The second episode felt to me like a stumble in figuring out how to tame this beast. It was sporadic and disconnected and trivial in comparison to the direction and weight of the first episode. The third episode, titled The Knife in the Darkness, is Telltale firmly holding the leash.
We’re back to where we started. Game of Thrones happens to you in this episode; you get little to say about it; and that’s just how it should be. Our main, playable cast–Asher Forrester, Gared Tuttle, Mira Forrester, and Rodrik Forrester–are each trying their best to escape their creeping doom. Everyone but Mira Forrester, who is now suffering from the consequences of the last episode, are teased with a way out. I say teased, because, if you’re familiar with Game of Thrones, you know that nothing is concrete. There’s no way everything goes to plan.

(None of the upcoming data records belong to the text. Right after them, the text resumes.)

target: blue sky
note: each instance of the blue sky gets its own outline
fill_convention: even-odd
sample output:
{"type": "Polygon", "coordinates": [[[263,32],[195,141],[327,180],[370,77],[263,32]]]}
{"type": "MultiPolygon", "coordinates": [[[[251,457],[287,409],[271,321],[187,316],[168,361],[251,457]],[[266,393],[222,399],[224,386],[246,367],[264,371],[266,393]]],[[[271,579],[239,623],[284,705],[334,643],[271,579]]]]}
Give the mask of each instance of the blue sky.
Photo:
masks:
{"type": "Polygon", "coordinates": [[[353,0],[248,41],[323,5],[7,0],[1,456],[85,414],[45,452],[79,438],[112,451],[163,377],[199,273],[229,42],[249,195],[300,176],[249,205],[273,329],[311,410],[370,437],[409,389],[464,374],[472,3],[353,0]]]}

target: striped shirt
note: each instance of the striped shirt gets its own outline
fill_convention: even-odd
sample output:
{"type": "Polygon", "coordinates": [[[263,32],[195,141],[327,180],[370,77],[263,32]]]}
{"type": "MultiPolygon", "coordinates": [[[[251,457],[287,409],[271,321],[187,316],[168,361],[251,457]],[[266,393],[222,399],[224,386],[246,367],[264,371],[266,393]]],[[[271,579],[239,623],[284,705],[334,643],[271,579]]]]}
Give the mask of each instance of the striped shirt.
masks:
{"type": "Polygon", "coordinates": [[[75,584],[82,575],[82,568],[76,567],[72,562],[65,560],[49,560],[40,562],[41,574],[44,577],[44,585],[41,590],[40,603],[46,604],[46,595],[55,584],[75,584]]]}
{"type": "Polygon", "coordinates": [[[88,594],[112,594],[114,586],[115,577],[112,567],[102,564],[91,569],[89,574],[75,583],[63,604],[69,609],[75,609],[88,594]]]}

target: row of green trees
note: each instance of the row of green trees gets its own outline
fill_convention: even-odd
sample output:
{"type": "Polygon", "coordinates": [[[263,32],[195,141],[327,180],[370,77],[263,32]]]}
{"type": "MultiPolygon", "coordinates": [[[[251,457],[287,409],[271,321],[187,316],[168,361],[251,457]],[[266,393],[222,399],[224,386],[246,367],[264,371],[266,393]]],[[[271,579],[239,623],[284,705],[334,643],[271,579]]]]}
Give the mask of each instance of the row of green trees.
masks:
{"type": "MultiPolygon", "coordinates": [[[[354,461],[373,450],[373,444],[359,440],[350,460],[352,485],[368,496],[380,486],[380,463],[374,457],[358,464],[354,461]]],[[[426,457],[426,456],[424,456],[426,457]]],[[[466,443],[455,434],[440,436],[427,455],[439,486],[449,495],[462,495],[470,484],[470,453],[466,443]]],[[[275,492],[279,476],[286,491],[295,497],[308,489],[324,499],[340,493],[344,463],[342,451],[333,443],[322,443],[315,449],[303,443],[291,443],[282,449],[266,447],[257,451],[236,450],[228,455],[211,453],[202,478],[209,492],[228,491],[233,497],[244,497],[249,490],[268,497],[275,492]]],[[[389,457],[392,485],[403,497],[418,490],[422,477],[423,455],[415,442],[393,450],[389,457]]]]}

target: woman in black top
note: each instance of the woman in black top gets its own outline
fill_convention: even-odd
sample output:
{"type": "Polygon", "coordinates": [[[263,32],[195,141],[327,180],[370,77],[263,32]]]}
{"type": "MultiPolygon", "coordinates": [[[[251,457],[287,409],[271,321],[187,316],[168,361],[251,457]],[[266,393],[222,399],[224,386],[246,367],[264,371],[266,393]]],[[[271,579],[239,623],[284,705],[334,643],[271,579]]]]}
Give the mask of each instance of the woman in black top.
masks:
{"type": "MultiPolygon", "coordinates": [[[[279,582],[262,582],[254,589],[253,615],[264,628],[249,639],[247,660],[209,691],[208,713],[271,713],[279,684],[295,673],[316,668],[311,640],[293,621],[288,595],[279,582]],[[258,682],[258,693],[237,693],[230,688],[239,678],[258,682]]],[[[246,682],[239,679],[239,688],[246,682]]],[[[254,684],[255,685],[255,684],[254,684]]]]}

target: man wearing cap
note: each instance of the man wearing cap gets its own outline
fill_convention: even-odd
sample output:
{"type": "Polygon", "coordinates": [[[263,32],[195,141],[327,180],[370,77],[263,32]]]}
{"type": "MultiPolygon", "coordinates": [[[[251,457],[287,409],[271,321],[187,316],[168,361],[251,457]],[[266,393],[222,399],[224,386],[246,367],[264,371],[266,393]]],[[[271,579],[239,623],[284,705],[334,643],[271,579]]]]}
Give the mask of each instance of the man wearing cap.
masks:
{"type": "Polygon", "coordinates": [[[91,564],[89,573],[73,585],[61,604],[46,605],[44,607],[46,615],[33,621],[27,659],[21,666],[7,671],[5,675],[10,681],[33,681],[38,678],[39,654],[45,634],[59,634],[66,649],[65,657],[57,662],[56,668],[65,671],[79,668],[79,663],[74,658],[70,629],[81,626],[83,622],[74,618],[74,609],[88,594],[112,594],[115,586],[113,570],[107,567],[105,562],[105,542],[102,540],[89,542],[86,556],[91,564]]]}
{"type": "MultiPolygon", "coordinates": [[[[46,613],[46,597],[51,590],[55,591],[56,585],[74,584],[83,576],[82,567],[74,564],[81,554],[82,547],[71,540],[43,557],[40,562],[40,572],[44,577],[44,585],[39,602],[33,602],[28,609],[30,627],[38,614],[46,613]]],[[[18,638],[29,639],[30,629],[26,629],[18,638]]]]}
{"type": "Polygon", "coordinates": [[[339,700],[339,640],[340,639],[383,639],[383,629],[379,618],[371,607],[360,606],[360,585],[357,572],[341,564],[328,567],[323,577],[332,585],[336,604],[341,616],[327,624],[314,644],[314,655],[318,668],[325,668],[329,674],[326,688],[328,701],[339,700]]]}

It’s, as usual, the strong writing and the stronger voice acting that pulls you through the purposely cut up storyline in The Knife in the Darkness. It’s balancing four stories that aren’t quite in the same positions at once. That’s still impressive in a television show let alone a game where the pace physically affects the viewer. Each cut is made right before anything gets dull and it keeps the entire episode moving, even in very talky sections. The talky sections are my favorite though. It’s here that you feel the pressure your character is in. Rodrik Forrester’s house is being invaded by a rival army and without one of his own, he’s secretly told to play the long game and take the abuse. As a player who knows that, if given the option to battle, I would win, it’s frustrating—in the most satisfying way—to be powerless to an aggressor. It’s the same for Mira Forrester, who continues to juggle her family and her allegiance to Margaery Tyrell in the great and scheming city of King’s Landing. Most of the time, she can’t do anything but obey, making the few moments you get to do something incredibly terrifying. My hands shake as I quickly blurt something out to an intimidator like Cersei Lannister. Asher Forrester at one point is physically stuck between men with swords and an insurmountable rock wall—the very earth is out to get you! You’re relieved when you find a cave, but then you find the dragon in it. You would think Gared Tuttle would have it a bit easier being on The Wall, training to hopefully scout beyond it as a ranger, except his uncle arrives with a quest to save the family he was exiled from. But, to do it, he’s got to break the vows he just accepted the previous day. I think you get the point. Game of Thrones is relentless even when you get a little control over what happens.
So if our choices define us, then there must exist some masochistic cosmic being pulling the strings in Game of Thrones, because the characters seem to only act like dominos. It’s a largely passive series that can withstand brief moments where video game agency heightens this awareness. To be a game that balances this despite the realities of its limits, is not only unprecedented, but consistently impressive.